Now, the chickens are coming to roost for the poorly positioned ones. UK pensions hold £1.3 Trillion worth of Gilts (UK Bonds).
“It is the direct (and I mean direct) result of years of unprecedented drunken free money and bloated debt”.
-Egon Von Greyerz
Funnily enough, the pension regulators haven’t put a word in, as Ed Conway points out.
“In hindsight there are some ENORMOUS questions about how and why pension schemes were allowed to follow these investment strategies. And actually that wasn’t the BoE’s job, but the Pensions Regulator, which has been curiously absent from the recent debate.”
-Ed Conway
It’s safe to say there has been confusion and flip-flopping over the last several weeks. Originally, the BoE was set to gradually ease into tightening (QT). Then, on September 28th they announced QE. The markets expected this would last for a decent while. Instead, this week, the Governor of the BoE came out and said the show was over, only to be followed by a Financial Times article refuting this. Finally, the BoE confirmed the statement. This unclarity in policy isn’t something new. Famously, the governor of the BoE during the 08-09 crisis was originally strongly against the bailouts, before changing his opinion shortly after.
At this point, it seems we’re at the “further intervention is probably not necessary” stage according to the BoE.
“Bank of England Governor Andrew Bailey urged investors to finish winding up positions that they can’t maintain, saying the central bank will halt intervention in the market as planned at the end of this week”.
-Bloomberg
These are often referred to as government-backed “Ponzi Schemes”. A piece by Doomberg called attention to this point.
“We readily concede the real economy is filled with government-backed Ponzi schemes, legal or otherwise. Take the US Social Security system. New money will forever be needed to pay off old promises and absent the US government’s ability to print unbacked fiat, the entire edifice would collapse.”
– Doomberg
Now that quantitative easing by the Bank of England, a major buyer of bonds, is set to end in the next couple of days, which the governor concedes means it’s time to get out because:
The likelihood that bonds will suffer in the future is high.
Pension funds are terribly positioned
…rates have gone up:
A broadened timeline:
Considering pension funds hold in excess of 1 trillion pounds worth of gilt, one must ask if they can sell enough (not everything…not most of it, just enough). Maybe. These final days of QE and the unwinding of positions might serve as a temporary delay, but in the end, rates will rise, and QE will need to be restarted to bail out pension funds, and a variety of other vulnerable parts of the financial system. Though it may seem paradoxical to have rising rates in such an environment, it appears this outcome is most likely.
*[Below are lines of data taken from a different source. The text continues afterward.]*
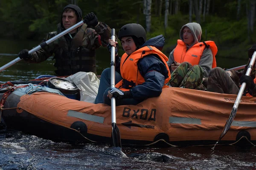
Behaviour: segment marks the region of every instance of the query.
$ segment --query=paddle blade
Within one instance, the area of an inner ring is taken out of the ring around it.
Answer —
[[[233,108],[232,109],[232,110],[231,111],[230,117],[228,118],[228,119],[227,119],[227,121],[226,124],[225,124],[225,126],[224,126],[224,128],[222,130],[222,132],[221,134],[221,136],[218,140],[217,143],[221,140],[221,139],[222,139],[223,136],[224,136],[226,133],[227,133],[227,132],[230,128],[231,125],[232,124],[232,122],[233,122],[233,120],[235,118],[236,114],[236,110],[237,110],[237,108]]]
[[[121,147],[121,135],[116,123],[112,123],[112,132],[111,136],[111,146]]]

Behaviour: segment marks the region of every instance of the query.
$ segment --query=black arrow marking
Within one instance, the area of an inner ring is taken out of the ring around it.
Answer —
[[[150,125],[144,125],[140,124],[137,124],[136,123],[132,123],[131,120],[131,121],[121,123],[124,126],[125,126],[131,129],[131,126],[134,126],[136,127],[146,128],[148,129],[154,129],[154,126],[151,126]]]

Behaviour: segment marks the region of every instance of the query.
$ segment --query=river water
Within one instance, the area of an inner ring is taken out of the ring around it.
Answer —
[[[17,58],[20,50],[30,49],[39,42],[0,40],[0,66]],[[217,58],[222,67],[234,67],[247,62],[233,60],[229,62],[227,59]],[[100,74],[110,63],[106,49],[97,51],[97,60]],[[51,58],[37,64],[22,60],[0,73],[0,82],[52,75],[53,64]],[[0,131],[0,170],[256,170],[256,147],[218,145],[214,152],[212,147],[125,146],[120,150],[108,145],[55,142],[3,129]]]

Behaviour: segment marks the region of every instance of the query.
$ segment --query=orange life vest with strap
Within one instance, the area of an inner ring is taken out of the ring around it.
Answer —
[[[168,71],[168,77],[165,79],[166,84],[171,79],[171,73],[166,62],[168,58],[160,50],[152,46],[146,46],[136,51],[129,56],[126,53],[123,54],[121,59],[120,71],[123,79],[116,85],[116,87],[123,91],[128,91],[138,85],[145,82],[138,68],[138,62],[145,56],[149,54],[157,54],[165,64]],[[163,88],[168,87],[164,85]]]
[[[218,48],[215,42],[212,41],[197,43],[187,51],[185,42],[180,40],[178,40],[177,44],[173,54],[174,61],[180,63],[186,61],[189,62],[192,65],[198,65],[203,51],[206,47],[209,48],[212,50],[213,57],[212,68],[214,68],[217,67],[215,56],[217,54]]]
[[[253,80],[253,82],[254,82],[254,83],[256,84],[256,77]],[[241,86],[240,85],[240,87]],[[248,92],[246,93],[246,94],[245,94],[245,96],[247,96],[248,97],[253,97],[253,96],[251,95],[251,94]]]

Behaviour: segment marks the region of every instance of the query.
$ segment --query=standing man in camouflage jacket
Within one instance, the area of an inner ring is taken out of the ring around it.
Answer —
[[[46,41],[82,20],[82,11],[78,6],[70,4],[63,9],[57,31],[48,33]],[[84,17],[85,23],[61,37],[45,48],[29,55],[29,51],[22,50],[19,57],[30,63],[45,61],[54,53],[53,59],[57,76],[69,76],[79,71],[96,72],[96,49],[107,46],[111,36],[111,29],[99,22],[93,13]]]

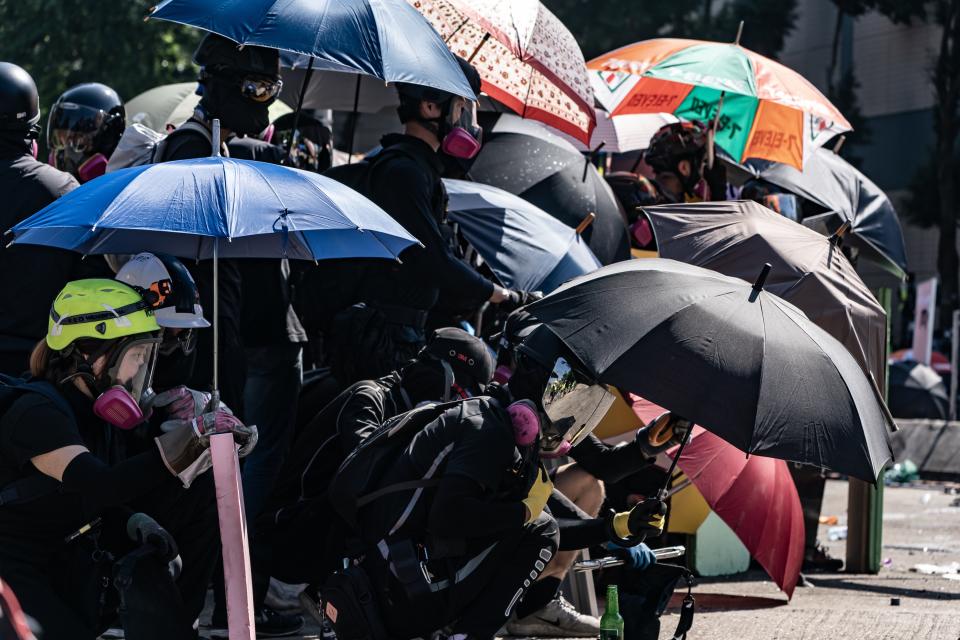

Like the fire sales of 2008 by banks such as Lehman and JP Morgan, pension funds are now experiencing something similar. A paper from 2012 discussing the fire sales of 2008:
“The economic incentive for a capital-constrained firm to sell credit-impaired financial assets even, potentially, at fire-sale prices.
The capital costs associated with holding a credit-impaired asset may be more onerous than a firm is willing to bear. Seeking capital relief, capital constrained firms may have to quickly sell credit-impaired assets, accepting liquidity discounts associated with an urgent sale.”
Because at least temporarily, the central bank of England is almost a buyer of all resorts, it’s fair to say the Bank of England is “fire-purchasing” from pension funds. Instead of the seller in a conventional fire sale accepting those previously deemed to be significantly below market rates, the central bank is accepting all offers/bids made.
Today (10/12/2022), the BoE bought £2.4 Billion in nominal guilts, while rejecting zero offers.
Reviewing this data, however, it appears selling is not too excessive compared to some expectations, showing how the short term can be harder to predict.
Going forward, discounting short-term fluctuations, expect rates to continue their trek upwards. At the same time, look forward to mass intervention by central banks. Only now, the resulting monetary inflation won’t stay muted as seen in consumer prices, as it had for over a decade.